Найперший у світі «коректор» давні єгиптяни виправляли помилки білим пігментом
Long before people started fixing printing mistakes with white-out, absent-minded scribes in covered accidental errors with a special white pigment.
Cambridge researchers announced their discovery after they came across a clever correction in a copy of the Book of the Dead that was made for a high-ranking royal scribe named Ramose in 1278 BC.
On one of the spells meant to help Ramose in the afterlife, a god with a jackal head — probably Upuaut (or Wepwawet) — is depicted, and experts noticed thick white bands along the sides of his black body, the Daily Mail reported.
Helen Strudwick, senior Egyptologist at the Fitzwilliam Museum in Cambridge, says the artist applied those corrections after finishing the image — apparently to make the jackal look slimmer.
She added, “It looks as if someone saw the original version and said, ‘He’s too fat — make him thinner.'”
That produced an ancient Egyptian “corrector,” which the researcher also calls a “polite corrector” or “liquid paper.”
Using modern analytical methods, the team looked beneath the white pigment layer and confirmed that someone had deliberately applied it over the jackal’s black body and hind legs.
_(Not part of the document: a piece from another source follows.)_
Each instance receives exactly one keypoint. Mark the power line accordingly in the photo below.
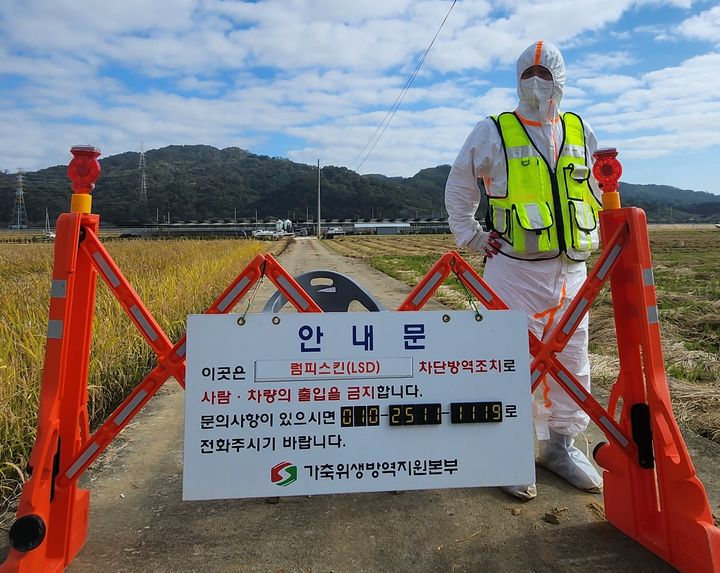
(398, 100)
In other words, the white patches were not original parts of the illustration; they covered up an artist’s mistake.
шар білого пігменту нанесений поверх чорного тіла шакала

What was that ancient white-out made from?

The researchers identified the exact composition of the “polite corrector.” It contained gantit (or guntit) — a mineral of white crystals — and calcite, a common mineral found in limestone and marble.
Helen Strudwick explained that calcite made the white paint thicker so the jackal’s black fur wouldn’t show through.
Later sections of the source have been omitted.